79 Wis. 182 | Wis. | 1891

Lyon, J.

Before and at the time defendant purchased the property in question, the plaintiff and one G-urney were owners of two letters patent, one of which was issued in 1883 on an invention by one Martin of a machine for making bricks, and the other was issued in 1885 to Martin for improvements of such machines, which improvements consisted mainly in adding crushers thereto. Plaintiff and Gurney were engaged as partners in the manufacture and sale of the machines. The title to the patents was in Gurney.

The sale of the property in question by plaintiff to defendant is evidenced by an agreement in writing, signed by the parties, in and by which plaintiff sold and conveyed to defendant for the consideration of $4,500, his one-half interest in all brick machines which Gurney and the plaintiff then had, and the materials which go in connection therewith, and in the patents covering such machines; plaintiff to procure the proper assignments thereof from Gurney to defendant.

In execution of the agreement, Gurney assigned to defendant a one-half interest in both patents, and defendant paid plaintiff $1,136 in cash, or its equivalent, and gave plaintiff his two promissory notes for the balance of the $4,500,— one for $2,000, and the other for $1,364,— and executed to plaintiff a chattel mortgage on such patents to secure the payment of the notes. The note in suit w-as given in renewal of the latter note. Defendant has since *187paid $611 on the $2,000 note. Immediately after such purchase, Gurney and defendant formed a copartnership, under the firm name of Gurney & Co., for the purpose of continuing the business theretofore carried on by Gurney and the plaintiff. It seems that the business of Gurney & Go. was confined to disposing of some of the machines on hand at the time of the purchase.

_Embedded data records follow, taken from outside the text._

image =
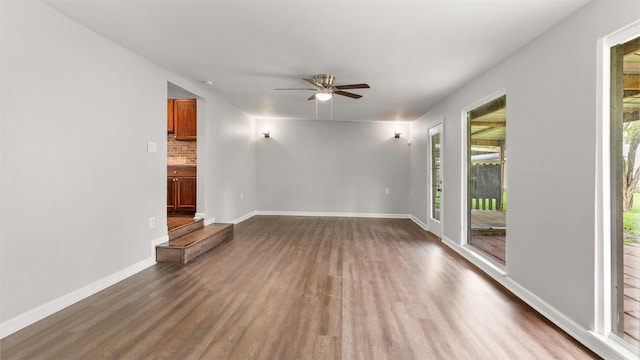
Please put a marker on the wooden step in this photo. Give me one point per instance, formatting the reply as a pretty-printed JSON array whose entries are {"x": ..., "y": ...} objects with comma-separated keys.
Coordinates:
[
  {"x": 189, "y": 246},
  {"x": 185, "y": 229}
]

The amended and supplemental answer, which raised the issues on which the case was tried and determined, contains numerous averments which are proper subjects of a counterclaim for damages caused by the alleged false and fraudulent representations of plaintiff; but such averments are not sufficiently pleaded as a recoupment of damages or counterclaim, in that they do not specify the amount of damages caused thereby, nor demand judgment therefor. The demand in such answer for judgment against plaintiff for the sums paid by defendant on account of his purchase of the property is entirely unsupported by any of the aver-ments in the pleading. To entitle him to such relief, the defendant must aver facts showing a rescission of the contract of purchase, or which entitle him to have such rescission adjudged, and there must be a demand of judgment therefor. Until the contract is rescinded in some manner defendant cannot maintain an action to recover such payments. No such facts are averred. Before the contract can be rescinded, the defendant must allege an offer to return to plaintiff the property so purchased, or his readiness to return the same; or, instead of such offer, that he elected to rescind the contract, and the plaintiff denied his right to do so. Some of these, or equivalent, averments are essential to the right of rescission. See Potter v. Taggart, 54 Wis. 395. The answer contains no such averments. The court restricted the defendant to answer defensive matter alone, when it granted him leave to interpose his amended and supplemental answer; and we think the same does not *188overstep such limitation. It was so regarded on the trial of the cause. It should also he observed that the novelty of the inventions covered by the letters patent is not questioned in the answer, and the court properly excluded all evidence to prove that the invention was not new.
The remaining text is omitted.